In 2018, Bollywood produced a film called Hindi Medium, a comedic, heart-warming take on class issues in Indian education.  Centering around a young, upwardly mobile family, the plot thickens as the parents do all that is humanly possible to secure a place for their child in a private school.  They are adamant that their daughter continue to climb the ladder to high society, which hinges on not being subject to the sub-par education that a public school typically affords.

It was a fitting release for that year, as a tri-partite public-private partnership to develop the labor force needed for the next decades was formally established that fall.  A problem highlighted in a report published by the World Economic Forum was that India’s workforce faced a huge skills gap—a problem that loosely translated into not reaching the potential of economic growth.

In June of 2017, the Economist ran an article about the impressively mediocre education system in the world’s largest democracy, pointing out that “primary school enrollment is nearly universal…[W]hile learning is not.” According to this article, a handful of participants in the 2009 PISA exam had scores that showed five years of learning gap between other nations in East and Southeast Asia.

While inequality in education has an inextricable tie with opportunity and upward mobility, perhaps the first discussion and policy plan for Indian education needs to be addressing quality of learning.  In fact, a 2019 editorial discussing Modi’s most pressing policy preferences listed those concerns as environment, education, and administration.  According to this report, despite overall improvement in school facilities and a small uptick in learning levels, less than half of the students were reading at grade-level, and of the entire surveyed demographic, less than a third were able to do basic mathematics.  The World Economic Forum correlates the lack of employment skills with an education system that prioritizes theoretical and conceptual work over tangible and practical knowledge gathering.  In early October of 2018, the World Economic Forum, in conjunction with Ministry of Skill Development and Entrepreneurship of India and the Chief Executive Officer and Managing Director of Infosys launched a public private task force to not only measure learning outcomes, but also to increase the efficacy of processes.  More data on the task force remains to be seen.  “It is easy to ascribe such poor outcomes to low government spending on education…[A] disproportionate share of that, too, has gone to higher education, to ensure that India has a trained elite to run the country,” declares the Economist.  Yet economists and academics alike believe that throwing money at the problem will not address the root culture and structure of education, which, like the US, is exam-focused.
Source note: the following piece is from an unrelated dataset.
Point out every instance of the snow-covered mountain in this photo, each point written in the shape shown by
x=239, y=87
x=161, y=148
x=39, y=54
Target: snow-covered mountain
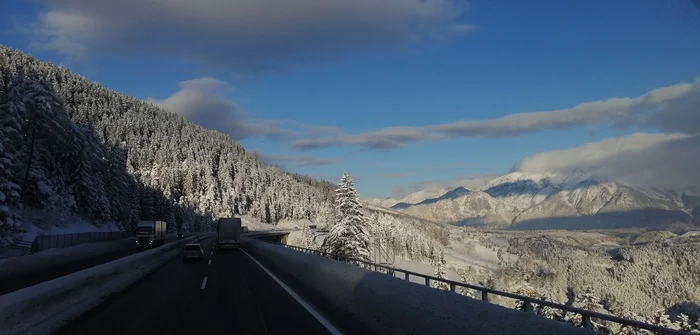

In the film, the principal of Delhi Grammar school gives an almost insensitive speech about education rights, just after the protagonist parents are revealed to have placed their daughter in the class fraudulently.  Assuming the juxtaposition in this climactic moment hasn’t been lost on the audience, Modi’s policy effectiveness will be closely monitored in his tenure as prime minister.  A member of another BRIC national on exchange to the United States sums up Modi’s position entirely:

“We need schools, we need hospitals…Our country needs to give everyone the chance to try.”